O presente trabalho tem como principal finalidade investigar a relação entre a

filosofia de Vladimir Jankélévitch e as obras de Georg Simmel. Semelhante tarefa leva-nos a enveredar por três capítulos essenciais: O primeiro capítulo diz respeito ao início da “filosofia da vida”, explanando a importância da “vida”, “experiência” e “intuição” enquanto conceitos que emergem com um novo significado na filosofia. O segundo capítulo, dedicado às relações entre arte e vida, baseia-se na teoria da Lebensanschauung de Simmel. E, no terceiro capítulo deste artigo, tentamos expor a “filosofia da paisagem” e a ideia de Stimmmung que atravessa não só o conceito de paisagem mas também o conceito de música tal como nos é apresentado na estética musical de Jankélévitch.

ABSTRACT

First of all, the main subject of the present work is to investigate the relation

between Vladimir Jankélévitch’s philosophy and Georg Simmel’s works.
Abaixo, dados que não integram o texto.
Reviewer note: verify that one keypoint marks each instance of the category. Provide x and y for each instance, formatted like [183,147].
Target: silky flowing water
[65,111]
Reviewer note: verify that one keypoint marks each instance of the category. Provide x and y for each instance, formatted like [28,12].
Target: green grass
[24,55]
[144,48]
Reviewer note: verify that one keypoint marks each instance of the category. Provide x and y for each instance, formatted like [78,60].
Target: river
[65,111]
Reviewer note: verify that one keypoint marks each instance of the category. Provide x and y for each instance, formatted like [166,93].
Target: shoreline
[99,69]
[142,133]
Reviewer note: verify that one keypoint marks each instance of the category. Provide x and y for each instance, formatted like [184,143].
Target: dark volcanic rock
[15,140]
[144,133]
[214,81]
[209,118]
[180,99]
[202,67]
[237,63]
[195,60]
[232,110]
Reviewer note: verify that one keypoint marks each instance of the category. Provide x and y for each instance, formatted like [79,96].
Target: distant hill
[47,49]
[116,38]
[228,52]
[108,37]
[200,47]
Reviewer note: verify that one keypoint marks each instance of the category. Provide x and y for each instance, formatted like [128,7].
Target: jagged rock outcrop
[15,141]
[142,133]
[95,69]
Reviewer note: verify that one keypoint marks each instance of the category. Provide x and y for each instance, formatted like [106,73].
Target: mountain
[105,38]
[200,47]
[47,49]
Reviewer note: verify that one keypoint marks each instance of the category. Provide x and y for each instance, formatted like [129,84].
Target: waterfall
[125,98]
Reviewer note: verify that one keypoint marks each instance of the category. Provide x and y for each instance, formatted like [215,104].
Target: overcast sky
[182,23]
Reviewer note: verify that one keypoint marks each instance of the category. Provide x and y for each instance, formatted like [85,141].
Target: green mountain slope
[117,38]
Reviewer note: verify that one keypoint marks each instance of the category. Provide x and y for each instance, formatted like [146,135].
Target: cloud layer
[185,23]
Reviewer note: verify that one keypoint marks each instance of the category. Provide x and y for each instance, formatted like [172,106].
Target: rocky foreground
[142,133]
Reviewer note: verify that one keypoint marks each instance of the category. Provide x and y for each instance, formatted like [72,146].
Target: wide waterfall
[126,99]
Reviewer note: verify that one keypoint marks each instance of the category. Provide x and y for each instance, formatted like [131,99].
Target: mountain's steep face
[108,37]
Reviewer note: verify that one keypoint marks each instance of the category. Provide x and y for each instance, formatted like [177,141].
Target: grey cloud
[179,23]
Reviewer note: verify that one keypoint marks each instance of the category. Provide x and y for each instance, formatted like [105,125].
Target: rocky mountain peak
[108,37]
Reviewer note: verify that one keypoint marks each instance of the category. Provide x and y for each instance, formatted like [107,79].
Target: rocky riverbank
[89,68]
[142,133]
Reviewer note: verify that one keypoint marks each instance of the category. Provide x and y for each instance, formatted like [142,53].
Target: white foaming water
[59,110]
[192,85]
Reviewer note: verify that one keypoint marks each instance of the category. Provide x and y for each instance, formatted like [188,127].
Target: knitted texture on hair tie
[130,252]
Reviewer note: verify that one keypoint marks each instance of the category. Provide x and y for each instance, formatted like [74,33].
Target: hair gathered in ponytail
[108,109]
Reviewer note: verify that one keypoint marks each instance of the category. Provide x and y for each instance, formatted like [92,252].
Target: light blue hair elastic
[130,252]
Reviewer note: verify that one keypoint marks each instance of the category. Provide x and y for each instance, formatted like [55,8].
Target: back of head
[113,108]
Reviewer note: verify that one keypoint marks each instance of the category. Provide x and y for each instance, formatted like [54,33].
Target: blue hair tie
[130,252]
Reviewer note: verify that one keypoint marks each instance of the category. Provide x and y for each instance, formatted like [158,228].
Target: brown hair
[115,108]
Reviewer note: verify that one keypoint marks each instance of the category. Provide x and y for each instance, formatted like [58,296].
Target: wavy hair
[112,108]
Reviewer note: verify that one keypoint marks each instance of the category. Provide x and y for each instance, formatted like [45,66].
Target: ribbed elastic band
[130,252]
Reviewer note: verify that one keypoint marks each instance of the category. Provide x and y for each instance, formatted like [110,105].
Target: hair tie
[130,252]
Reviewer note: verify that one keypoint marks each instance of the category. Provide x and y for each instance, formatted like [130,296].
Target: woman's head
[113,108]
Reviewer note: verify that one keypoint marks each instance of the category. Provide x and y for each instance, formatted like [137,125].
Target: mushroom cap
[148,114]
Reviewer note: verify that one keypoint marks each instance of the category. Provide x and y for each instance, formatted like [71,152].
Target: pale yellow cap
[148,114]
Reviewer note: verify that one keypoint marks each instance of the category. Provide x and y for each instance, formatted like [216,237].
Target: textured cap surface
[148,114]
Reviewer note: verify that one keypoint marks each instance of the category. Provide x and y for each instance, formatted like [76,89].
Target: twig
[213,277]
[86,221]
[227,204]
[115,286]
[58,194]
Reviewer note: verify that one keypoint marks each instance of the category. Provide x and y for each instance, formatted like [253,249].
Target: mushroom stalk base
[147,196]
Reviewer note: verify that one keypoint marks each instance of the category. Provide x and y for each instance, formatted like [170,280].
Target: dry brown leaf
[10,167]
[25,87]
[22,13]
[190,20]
Such task accomplishes three streams: The first chapter is concerned with the beginning of “philosophy of life”, explaining the importance of “life”, “experience” and “intuition” as new concepts that arise with a new meaning in philosophy. The second chapter, devoted to the relations between art and life, is based in Simmel’s Lebensanschauung theory. And in the third chapter of this work, we attempt to expose the “philosophy of landscape” and the idea of Stimmung that surpasses not only the concept of landscape but also the concept of music in Jankélévitch’s musical aesthetics.